Bei einigen seiner Forderungen kann Cameron wohl auf Unterstützung durch Angela Merkel hoffen. Der britische Premier sieht die deutsche Bundeskanzlerin als seine wichtigste Verbündete in der EU. Cameron setzt sich zum Beispiel für weniger bürokratische Hemmnisse für die Wirtschaft ein und fordert, schnellstens Freihandelsabkommen mit den USA und asiatischen Ländern zu schließen. Zudem befürwortet der Premier strengere Einwanderungsregeln, um sicherzustellen, dass keine gezielte Einwanderung in die Sozialsysteme der reicheren EU-Staaten stattfindet. Das dürfte bei Merkel zumindest auf offene Ohren stoßen.

Cameron fordert weiter, dass es künftig möglich sein soll, dass nationale Parlamente zusammenarbeiten, um Gesetzesvorhaben aus Brüssel zu blockieren. Ferner sollen Kompetenzen aus Brüssel zurück an die nationalen Parlamente gegeben werden, statt die Gesetzgebung zunehmend in Brüssel zu zentralisieren. Zudem soll geregelt werden, dass die „unnötige Einmischung“ des Europäischen Gerichtshofs für Menschenrechte in die Arbeit der britischen Polizei und der britischen Gerichte ein Ende hat. Schließlich möchte Cameron die Freizügigkeit der Bürger von neuen Mitgliedsstaaten einschränken, um „riesige Völkerwanderungen“ über den Kontinent zu verhindern.

Ein besonderer Dorn im Auge ist den britischen Konservativen seit jeher, dass in den EU-Verträgen festgelegt ist, dass die Mitgliedsstaaten den „immer engeren Zusammenschluss der europäischen Völker“ suchen. „Das mag auf andere Länder anziehend wirken, aber nicht auf uns“, schreibt Cameron: „Wir müssen sicherstellen, dass das künftig für uns nicht mehr gilt.“ Es ist unklar, ob dazu die Verträge geändert werden müssten, oder ob, wie die Financial Times mutmaßt, die Briten eine Art Ausnahmegenehmigung erhalten könnten.

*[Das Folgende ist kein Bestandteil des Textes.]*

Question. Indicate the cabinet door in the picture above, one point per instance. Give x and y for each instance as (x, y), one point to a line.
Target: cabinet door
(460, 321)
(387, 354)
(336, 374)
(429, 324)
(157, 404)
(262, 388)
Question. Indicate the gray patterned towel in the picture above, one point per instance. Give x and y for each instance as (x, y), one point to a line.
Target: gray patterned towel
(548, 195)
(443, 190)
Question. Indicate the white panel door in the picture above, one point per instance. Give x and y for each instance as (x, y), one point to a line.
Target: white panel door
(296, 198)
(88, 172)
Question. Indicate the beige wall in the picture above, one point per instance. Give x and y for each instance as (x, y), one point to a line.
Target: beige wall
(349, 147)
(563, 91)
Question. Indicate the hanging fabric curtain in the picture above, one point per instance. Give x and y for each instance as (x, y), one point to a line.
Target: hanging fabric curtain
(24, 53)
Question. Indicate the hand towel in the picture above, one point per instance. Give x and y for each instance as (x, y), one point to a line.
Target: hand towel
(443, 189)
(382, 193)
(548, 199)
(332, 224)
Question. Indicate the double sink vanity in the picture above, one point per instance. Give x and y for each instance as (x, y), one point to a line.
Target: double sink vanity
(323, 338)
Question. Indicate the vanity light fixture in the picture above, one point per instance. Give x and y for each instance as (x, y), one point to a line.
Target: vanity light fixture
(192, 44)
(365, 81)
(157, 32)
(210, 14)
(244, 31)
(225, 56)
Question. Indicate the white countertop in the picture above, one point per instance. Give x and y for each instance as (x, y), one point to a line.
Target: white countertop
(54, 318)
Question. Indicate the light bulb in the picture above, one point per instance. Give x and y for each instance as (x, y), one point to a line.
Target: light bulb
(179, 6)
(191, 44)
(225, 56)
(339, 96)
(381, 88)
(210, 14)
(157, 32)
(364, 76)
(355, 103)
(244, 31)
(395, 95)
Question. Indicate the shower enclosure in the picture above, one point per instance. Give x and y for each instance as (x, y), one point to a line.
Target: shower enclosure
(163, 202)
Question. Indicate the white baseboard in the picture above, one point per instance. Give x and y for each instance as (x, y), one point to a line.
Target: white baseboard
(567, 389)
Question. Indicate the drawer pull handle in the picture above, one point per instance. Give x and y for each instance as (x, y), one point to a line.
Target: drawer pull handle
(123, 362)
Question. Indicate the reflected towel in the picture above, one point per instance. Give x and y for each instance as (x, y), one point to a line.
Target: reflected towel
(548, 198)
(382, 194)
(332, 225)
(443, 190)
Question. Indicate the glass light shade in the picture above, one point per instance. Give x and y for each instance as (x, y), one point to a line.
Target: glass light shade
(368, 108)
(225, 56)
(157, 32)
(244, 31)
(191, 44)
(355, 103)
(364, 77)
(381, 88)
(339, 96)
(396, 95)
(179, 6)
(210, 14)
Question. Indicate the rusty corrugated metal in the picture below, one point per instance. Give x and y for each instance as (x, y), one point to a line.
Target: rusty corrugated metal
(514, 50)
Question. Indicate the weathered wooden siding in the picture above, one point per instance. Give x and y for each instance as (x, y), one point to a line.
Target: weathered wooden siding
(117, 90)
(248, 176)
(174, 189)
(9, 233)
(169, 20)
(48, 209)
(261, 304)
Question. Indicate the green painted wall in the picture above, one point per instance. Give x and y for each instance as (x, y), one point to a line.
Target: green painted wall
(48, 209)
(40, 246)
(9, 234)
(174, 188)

Alles in allem sind die Forderungen moderater als erwartet, was für Cameron zweierlei bedeutet. Erstens: Es könnte ihm gelingen, ein neues Verhältnis zur EU auszuhandeln, was ein bemerkenswerter Erfolg wäre. Zweitens: Teile seiner Partei könnten ihm dennoch die Gefolgschaft verweigern, die Hardliner unter den Europaskeptikern sind Ideologen. Sie wünschen sich von Cameron möglichst unrealistische Forderungen, damit sie bei Nichterfüllung umgehend aus der EU austreten können.